The local stock barometer is seen struggling to stay above the 7,800 level this week as investors wrap up their review of the local second quarter corporate earnings reporting season.
Last week, the main-share Philippine Stock Exchange index (PSEi) fell by 0.18 percent week-on-week, slipping for the first time in five weeks, after the country’s second quarter gross domestic product (GDP) data underperformed estimates.
“Look for a sustained climb above the 7,800 levels in the near-term to see test of 8,000 levels,” BDO chief strategist Jonathan Ravelas said.
“Failure to stay above 7,800 could call for further losses toward the 7,500 levels,” he said.
Meanwhile, Ravelas noted that the peso was unchanged last week at 53.135 against the US dollar as the Bangko Sentral ng Pilipinas delivered on its promise of strong action to curb inflation.
Christopher Mangun, head of research at Eagle Equities Inc., said there’s a strong indication that the market may pull back this week, adding that 7,820 had proven to be strong resistance that the index could not breach despite the higher trading volume.
Despite the pullback, Mangun noted there were still a lot of trading opportunities.
“We have been very bullish on the property sector since the beginning of the year and we expect it to continue to perform well.
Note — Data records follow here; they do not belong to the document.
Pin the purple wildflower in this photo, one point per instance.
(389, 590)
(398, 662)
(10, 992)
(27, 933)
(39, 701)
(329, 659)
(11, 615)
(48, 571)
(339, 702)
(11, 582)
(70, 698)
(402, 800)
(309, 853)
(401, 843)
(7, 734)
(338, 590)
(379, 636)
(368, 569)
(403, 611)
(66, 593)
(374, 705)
We also favor the conglomerates that were laggards last year as investors have found it easier to make money from them as compared to their peers. We see this in the performance of the Gokongwei stocks, any pullback that we see is an opportunity for investors to come in and start making money in this market,” he said.
Foreign funds were net sellers last week, albeit net outflow was only at P64.4 million.